GIS Data Curator/ Specialist
by Michele Tobias – March 29, 2018
When thinking about storing and sharing digital geospatial data for the long-term, we need to think about how to ensure data remain usable in the future. Data formats that are popular and easy to read at one point in time may later be rendered unreadable by changes in software and updates to the format definitions. Data can also come in a proprietary formats that can only be opened by a particular software. Proprietary formats pose problems not only for data longevity (how to you ensure access to that particular software version later?) but also access to the data if a potential user of the data cannot install or afford the software needed to open the data format. Fortunately for the geospatial data professional, format exchange libraries like GDAL that provide methods for converting one digital format into another help ensure data readability in open and known formats. But there are steps we can take as researchers to ensure data are usable for the foreseeable future.

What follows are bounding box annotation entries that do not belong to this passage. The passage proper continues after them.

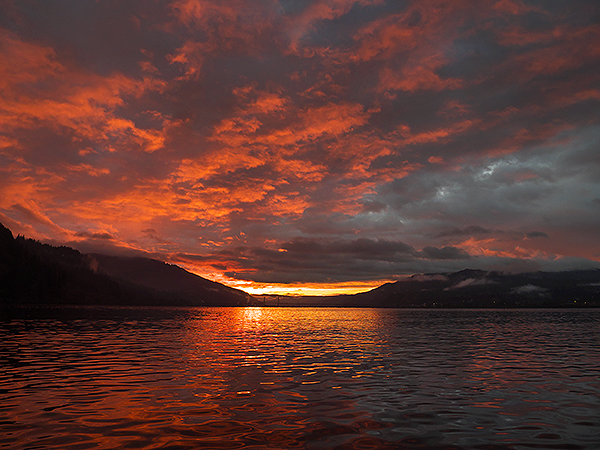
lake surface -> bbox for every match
[0,307,600,450]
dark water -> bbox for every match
[0,308,600,450]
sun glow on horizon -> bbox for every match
[178,264,390,297]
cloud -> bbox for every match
[0,0,600,294]
[422,246,470,259]
[526,231,550,239]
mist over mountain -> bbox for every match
[0,224,600,308]
[322,269,600,308]
[0,224,252,306]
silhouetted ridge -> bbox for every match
[332,269,600,308]
[0,224,252,306]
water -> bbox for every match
[0,308,600,450]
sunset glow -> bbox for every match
[0,0,600,295]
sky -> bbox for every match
[0,0,600,294]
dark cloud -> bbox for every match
[526,231,550,239]
[0,0,600,292]
[422,246,470,259]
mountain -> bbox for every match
[86,253,252,305]
[0,223,253,306]
[332,269,600,308]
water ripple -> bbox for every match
[0,307,600,450]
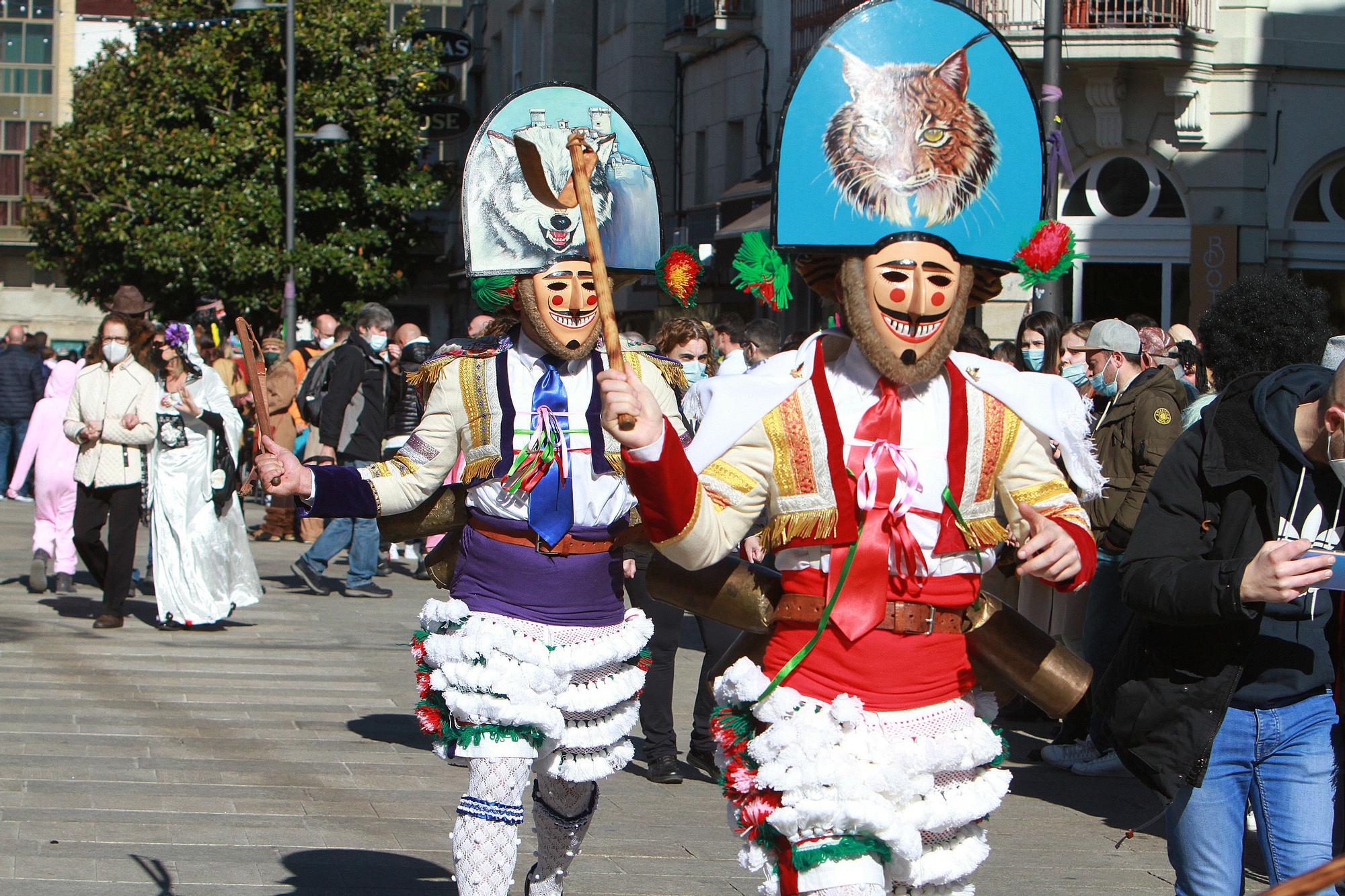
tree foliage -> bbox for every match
[27,0,444,324]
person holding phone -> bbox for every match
[1095,343,1345,896]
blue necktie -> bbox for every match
[527,355,574,548]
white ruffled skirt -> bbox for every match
[412,598,654,782]
[712,659,1010,896]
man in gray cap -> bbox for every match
[1041,319,1186,775]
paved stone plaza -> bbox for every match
[0,502,1263,896]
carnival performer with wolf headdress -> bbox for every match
[600,0,1102,896]
[257,85,686,896]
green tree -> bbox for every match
[27,0,445,325]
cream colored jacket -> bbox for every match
[65,356,159,489]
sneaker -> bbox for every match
[644,756,685,784]
[28,548,51,595]
[342,583,393,598]
[1069,749,1130,778]
[686,749,720,780]
[289,557,332,595]
[1041,739,1100,768]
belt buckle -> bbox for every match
[919,604,936,635]
[533,533,569,557]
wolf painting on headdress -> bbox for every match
[824,32,998,226]
[463,85,660,277]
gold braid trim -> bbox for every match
[963,517,1009,548]
[761,507,841,549]
[463,454,499,482]
[1009,479,1071,513]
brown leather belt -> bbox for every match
[775,595,967,635]
[467,516,644,557]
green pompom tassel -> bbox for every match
[733,231,790,311]
[472,274,518,313]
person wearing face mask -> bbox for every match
[1014,311,1063,374]
[253,332,299,541]
[65,313,157,628]
[1103,360,1345,896]
[291,301,402,598]
[1041,319,1186,775]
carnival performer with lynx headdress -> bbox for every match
[600,0,1102,896]
[257,85,686,896]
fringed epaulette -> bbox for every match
[406,336,514,391]
[623,350,691,398]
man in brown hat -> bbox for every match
[102,284,155,320]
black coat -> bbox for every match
[387,341,430,436]
[0,345,47,422]
[319,333,402,460]
[1096,374,1313,799]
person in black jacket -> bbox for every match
[0,324,47,502]
[1100,364,1345,896]
[289,302,402,598]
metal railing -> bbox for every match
[966,0,1213,34]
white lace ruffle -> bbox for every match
[716,659,1010,892]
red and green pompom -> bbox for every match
[472,274,518,315]
[733,231,790,311]
[654,246,705,308]
[1013,220,1088,286]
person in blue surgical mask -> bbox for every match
[654,317,720,383]
[1014,311,1064,374]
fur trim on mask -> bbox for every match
[518,277,603,360]
[841,257,975,386]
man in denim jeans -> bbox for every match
[1100,352,1345,896]
[289,302,402,598]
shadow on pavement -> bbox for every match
[278,849,457,896]
[346,713,429,749]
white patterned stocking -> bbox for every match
[527,778,597,896]
[453,759,533,896]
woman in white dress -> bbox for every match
[149,323,261,628]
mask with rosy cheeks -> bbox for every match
[518,259,599,360]
[841,239,974,383]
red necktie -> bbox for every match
[827,379,924,641]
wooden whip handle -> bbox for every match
[566,130,635,430]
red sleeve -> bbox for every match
[1049,520,1098,592]
[621,418,701,544]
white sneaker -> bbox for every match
[1041,737,1098,770]
[1069,749,1130,778]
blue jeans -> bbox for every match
[0,417,32,498]
[300,460,378,588]
[1167,686,1340,896]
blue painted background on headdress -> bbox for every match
[775,0,1044,262]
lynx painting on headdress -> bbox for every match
[823,34,999,226]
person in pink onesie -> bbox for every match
[5,360,83,595]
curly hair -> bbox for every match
[1198,272,1332,390]
[654,317,720,376]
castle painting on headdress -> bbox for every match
[463,85,660,277]
[775,0,1044,266]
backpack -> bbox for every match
[295,345,336,426]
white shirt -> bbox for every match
[467,332,635,526]
[776,341,995,576]
[714,348,748,376]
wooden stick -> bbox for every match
[1262,854,1345,896]
[566,130,635,429]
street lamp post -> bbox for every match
[230,0,350,351]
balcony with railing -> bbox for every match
[663,0,756,52]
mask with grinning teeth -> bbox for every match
[841,239,974,383]
[514,258,599,360]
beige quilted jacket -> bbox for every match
[66,356,159,489]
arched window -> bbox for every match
[1060,156,1190,327]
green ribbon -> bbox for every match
[756,521,863,704]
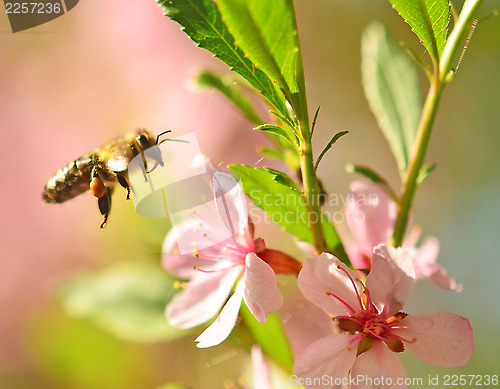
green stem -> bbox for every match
[299,127,327,253]
[392,79,444,247]
[391,0,483,247]
[439,0,483,81]
[288,0,327,253]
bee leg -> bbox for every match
[90,166,112,228]
[90,166,106,198]
[116,174,130,200]
[97,188,113,228]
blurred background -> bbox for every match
[0,0,500,389]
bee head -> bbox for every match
[135,130,155,150]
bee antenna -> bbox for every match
[156,130,172,144]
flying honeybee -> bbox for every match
[42,129,170,228]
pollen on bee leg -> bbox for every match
[174,281,186,289]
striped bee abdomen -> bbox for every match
[42,154,95,203]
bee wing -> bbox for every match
[106,140,134,173]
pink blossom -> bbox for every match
[345,181,462,291]
[163,165,301,348]
[294,245,474,388]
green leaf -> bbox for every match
[264,166,300,192]
[157,0,288,117]
[417,163,437,185]
[361,23,422,176]
[254,124,298,145]
[229,164,349,263]
[217,0,298,97]
[229,164,313,243]
[346,163,399,203]
[389,0,451,61]
[240,304,294,374]
[194,70,263,126]
[314,131,349,169]
[61,262,186,343]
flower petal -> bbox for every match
[393,311,474,367]
[351,341,407,389]
[195,281,244,348]
[251,345,272,389]
[243,253,283,323]
[293,334,359,388]
[366,244,415,317]
[297,253,362,316]
[345,181,397,258]
[212,170,251,246]
[166,268,242,328]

The Open Archival Information System (OAIS) provides a framework for archiving data and ensuring long-term availability and usability of data, but how do we apply this framework specifically to geospatial data? We’ll go over the concepts of interest to researchers and data producers.
There are two important components to storing data. First, the data itself must be in a format that is likely to be usable for several years to come. Second, the data needs metadata. Medatada is documentation about the data. It should include contact information for the data’s producer, information about the methods used to create the data, and any other information a person would reasonably need to know to use the data properly.
Data contained in a single file makes exchange easier. Consider using .geojson (vector), geopackage (vector or raster), or geotiff (raster) for sending data to others. Their single file format makes them an easier option for moving between computers. Like storage formats, the second and equally important part of data exchange is to include metadata.
Gespatial science is one of the few academic disciplines that teaches students about metadata as a part of their core learning (Library Science is another). It will not surprise geospatial professionals to know that ideally, data stored for long-term use or sent to another user should be accompanied by metadata. Metadata should contain information that a person using the data might need to know to use the data effectively. For example, you might include the name of the person who made the data, which organization they work for, how to contact the person, a summary of methods or a citation for a paper that explains the methods, and data facts like the size of raster cells or the minimum mapping unit for digitized vector data and the projection. Geospatial data typically stores metadata in an .xml file (structured plain text, with tags similar to html), but you could also store the necessary information a text file called README.txt. The advantage to using the .xml standard to geospatial data is that graphical user interface-based GIS programs can read the data and display it in the layer properties for easy reading.
Geopackage was designed as an exchange format, but also functions well for storage because it has been incorporated into the GDAL library and can be opened by all the common GIS programs. Geopackage can contain raster or vector data. Geopackage is not a good choice for all raster data. Because it stores rasters as either a .png (for data with an alpha or transparency channel) or .jpg, geopackage can only store three data bands (plus alpha for .png).
Geojson stores vector data in structured human-readable text. Vertex locations are stored as latitude/longitude coordinates in decimal degrees. As a storage format, this is ideal because minimal technology would be needed to recover the data in the event of massive technology failure. Because the files are text-based (rather than binary), simple text comparison programs can be used to determine differences in files. Geojson is a good exchange format for open source GIS programs, but can be tricky to use in the ESRI suite of software.
Geotiff stores raster data. It can store an unlimited number of bands and supports “no data” cells, both of these features are an advantage over geopackage raster data. Geotiff is a good exchange format because it can be natively loaded in all of the common GIS programs.